Manila revealed on Tuesday that it had summoned a senior Beijing diplomat to protest the alleged harassment of a marine research vessel by a Chinese coast guard ship in Philippine territorial waters.
The Department of Foreign Affairs said it was also reviewing reports on the "presence of foreign coast guard vessels around Reed Bank", site of the 2019 sinking of a Filipino fishing vessel that sparked domestic outrage.
The revelation came the same day Manila said it had issued a separate diplomatic protest over what it characterised as Beijing's "unilateral imposition of a three-and-half-month fishing moratorium" near the disputed Spratly Islands.
Manila and Beijing have long been locked in a dispute over areas of the South China Sea (SCS), almost all of which China insists it has exclusive rights to, rejecting a 2016 Hague ruling that its historical claims were without basis.
The foreign affairs department said that on 13 April it "summoned a senior official of the Chinese Embassy in Manila to protest the harassment... on RV Legend, which had been conducting authorised marine scientific research".

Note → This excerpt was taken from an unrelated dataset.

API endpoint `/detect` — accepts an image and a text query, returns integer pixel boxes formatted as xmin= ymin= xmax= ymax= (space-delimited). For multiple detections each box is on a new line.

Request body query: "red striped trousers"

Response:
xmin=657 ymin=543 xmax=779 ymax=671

Its statement also said the department was reviewing reports on the "presence of foreign coast guard vessels around Reed Bank" near where Philippine firms are conducting oil exploration.
The incidents, it added, "are clear violations of Philippine maritime jurisdiction".

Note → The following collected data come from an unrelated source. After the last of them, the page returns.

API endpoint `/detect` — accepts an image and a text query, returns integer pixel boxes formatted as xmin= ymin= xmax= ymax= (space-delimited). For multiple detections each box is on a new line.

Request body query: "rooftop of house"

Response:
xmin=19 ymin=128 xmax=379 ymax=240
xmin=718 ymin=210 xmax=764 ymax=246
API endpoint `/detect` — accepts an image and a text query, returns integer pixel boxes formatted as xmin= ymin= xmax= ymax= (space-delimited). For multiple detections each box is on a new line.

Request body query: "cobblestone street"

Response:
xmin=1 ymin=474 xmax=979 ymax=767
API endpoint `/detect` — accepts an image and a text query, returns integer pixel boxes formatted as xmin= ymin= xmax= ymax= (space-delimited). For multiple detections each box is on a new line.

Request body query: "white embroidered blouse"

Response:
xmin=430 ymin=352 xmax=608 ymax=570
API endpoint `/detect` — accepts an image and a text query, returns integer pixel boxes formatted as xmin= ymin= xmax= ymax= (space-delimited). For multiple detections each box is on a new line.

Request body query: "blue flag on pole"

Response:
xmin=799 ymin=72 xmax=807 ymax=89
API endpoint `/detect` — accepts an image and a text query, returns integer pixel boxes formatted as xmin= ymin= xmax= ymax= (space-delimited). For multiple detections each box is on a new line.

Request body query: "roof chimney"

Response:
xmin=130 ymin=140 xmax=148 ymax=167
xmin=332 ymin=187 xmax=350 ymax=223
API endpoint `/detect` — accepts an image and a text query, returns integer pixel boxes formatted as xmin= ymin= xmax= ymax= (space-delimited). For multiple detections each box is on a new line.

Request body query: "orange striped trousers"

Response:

The Chinese embassy in Manila did not immediately respond to a request for comment.
In a separate statement on Tuesday, the department said it had renewed its "protest of China's annual practice of declaring a fishing ban over areas that extend far beyond China's legitimate maritime entitlements".
An Asia Maritime Transparency Initiative (AMTI) report last week said the RV Legend had been tailed at close distance by the coast guard vessel northwest of the main Philippine island of Luzon.
On two other occasions last month Chinese vessels harassed commercial and research vessels, AMTI said, including one near the Philippines-garrisoned Second Thomas Shoal.
The think tank said the Chinese actions were creating "a high risk of collisions at sea".
The foreign affairs department on Tuesday said unspecified "illegal activities" around the Second Thomas Shoal were also the "subject of diplomatic protests", and that Chinese ships had also surrounded a Philippine coast guard vessel in the area.